La guerra è il divertimento migliore. Mai, mai mi sono sentito così bene o così felice, o mi sono tanto goduto qualcosa. Si addice alla mia imperturbabile salute e ai miei nervi imperturbabili, e alla mia inclinazione alla barbarie. L’eccitazione del combattimento vivifica tutto, ogni cosa vista, ogni parola e azione”(Joanna Burke Le seduzioni della guerra. Miti e storie di soldati in battaglia. Ed. Carocci Roma). Sono parole di Julian Grenfell, autore dell’ uccisione di più di 50 soldati tedeschi durante la Prima Guerra Mondiale. Come un serial killer, Grenfell resta ad osservare l’agonia delle sue vittime, annotando in un diario la descrizione delle scene di morte e le sensazioni provate.
Le guerre, i conflitti, i regimi sono terreno fertile dove gli assassini seriali possono facilmente proliferare e occultarsi?
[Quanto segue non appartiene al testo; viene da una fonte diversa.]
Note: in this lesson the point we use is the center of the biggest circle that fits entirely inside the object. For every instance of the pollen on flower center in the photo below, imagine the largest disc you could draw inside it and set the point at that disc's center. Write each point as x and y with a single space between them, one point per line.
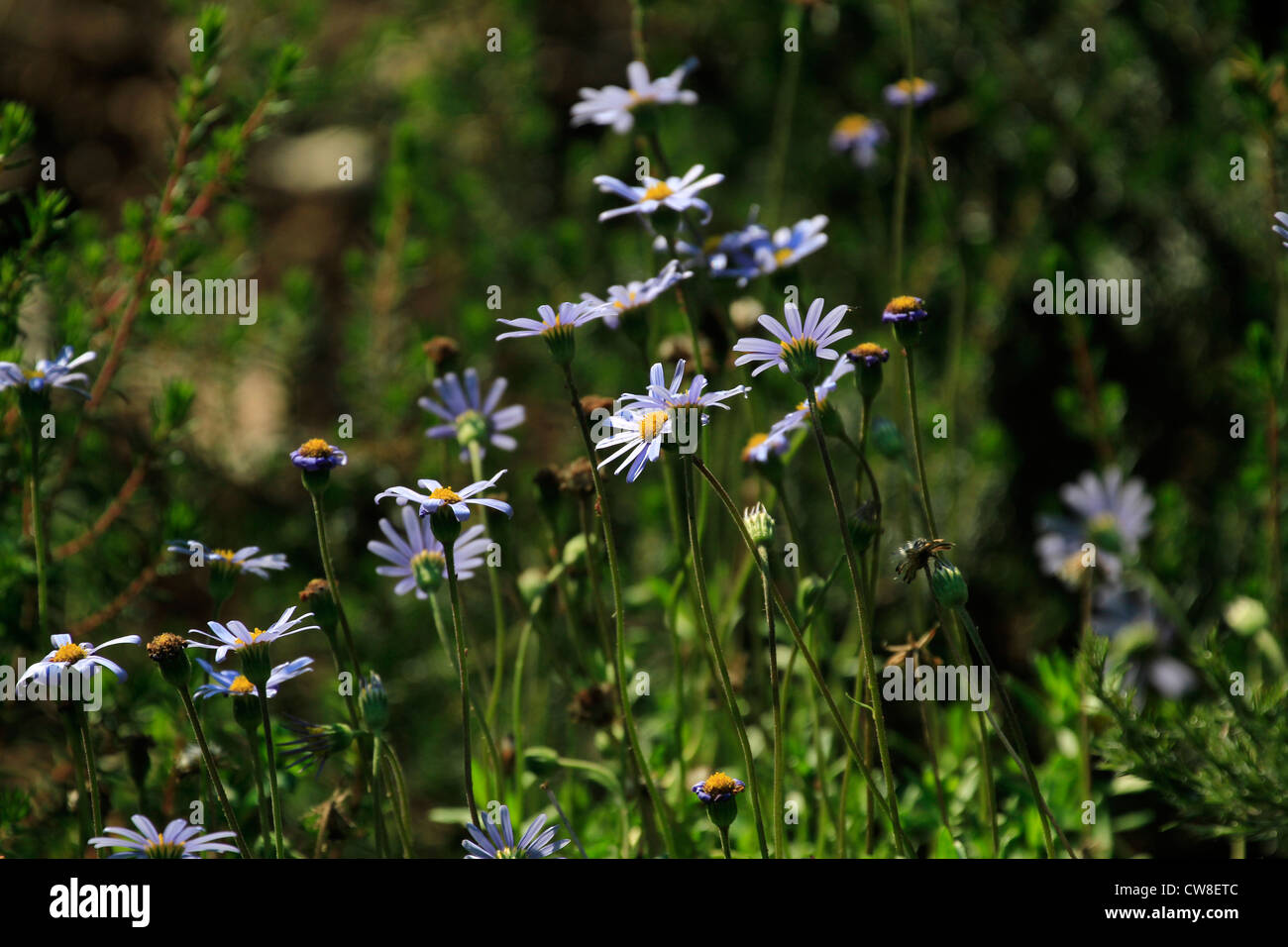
658 192
67 654
316 447
651 424
717 784
853 124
Esistono delle forme di omicidio che presentano elementi propri degli omicidi seriali, anche se avvengono all’interno di organizzazioni criminali, terroristiche oppure durante azioni di guerra.
Un soggetto che uccide può avere, come motivazione superficiale, il suo senso di appartenenza ad un gruppo del quale condivide l’ideologia (esercito, regime, terrorismo, estremismo religioso), ma,  come motivazione profonda, un bisogno di uccidere che riesce a soddisfare ”nascondendosi” all’interno di un’organizzazione.

Qualche esempio.

Josef Mengele, medico e pericoloso assassino seriale, nascosto fra le pieghe della burocrazia del sistema nazista, sceglie volontariamente Auschwitz come destinazione, ufficialmente, perché lo considerava il posto più adatto alle sue ricerche mediche” sperimentali”. La motivazione autentica era un’altra: il bisogno di manifestare i suoi comportamenti sadici in un contesto che gli permetteva di agire indisturbato. Il desiderio di onnipotenza, il bisogno ossessivo di ottenere il controllo assoluto dell’ambiente circostante, coincide con l’obiettivo perseguito dagli assassini seriali che, soltanto attraverso il controllo sulla vita e sulla morte, riescono a dare un senso alla loro esistenza.
Altri medici nei campi di concentramento commisero atrocità indescrivibili come veri e propri assassini sadici: Brandt, Rascher, Clanberg, Gebhar.

Ancora un esempio: nella Parigi in mano ai nazisti, un medico dal burrascoso passato, Marcel Petiot, sfrutta la copertura partigiana per dare sfogo alle proprie pulsioni. Petiot attirava ignari clienti, desiderosi di fuggire all’estero, nel suo studio privato, dove li avvelenava o li asfissiava in una sorta di camera a gas. Le vittime accertate risultano 27.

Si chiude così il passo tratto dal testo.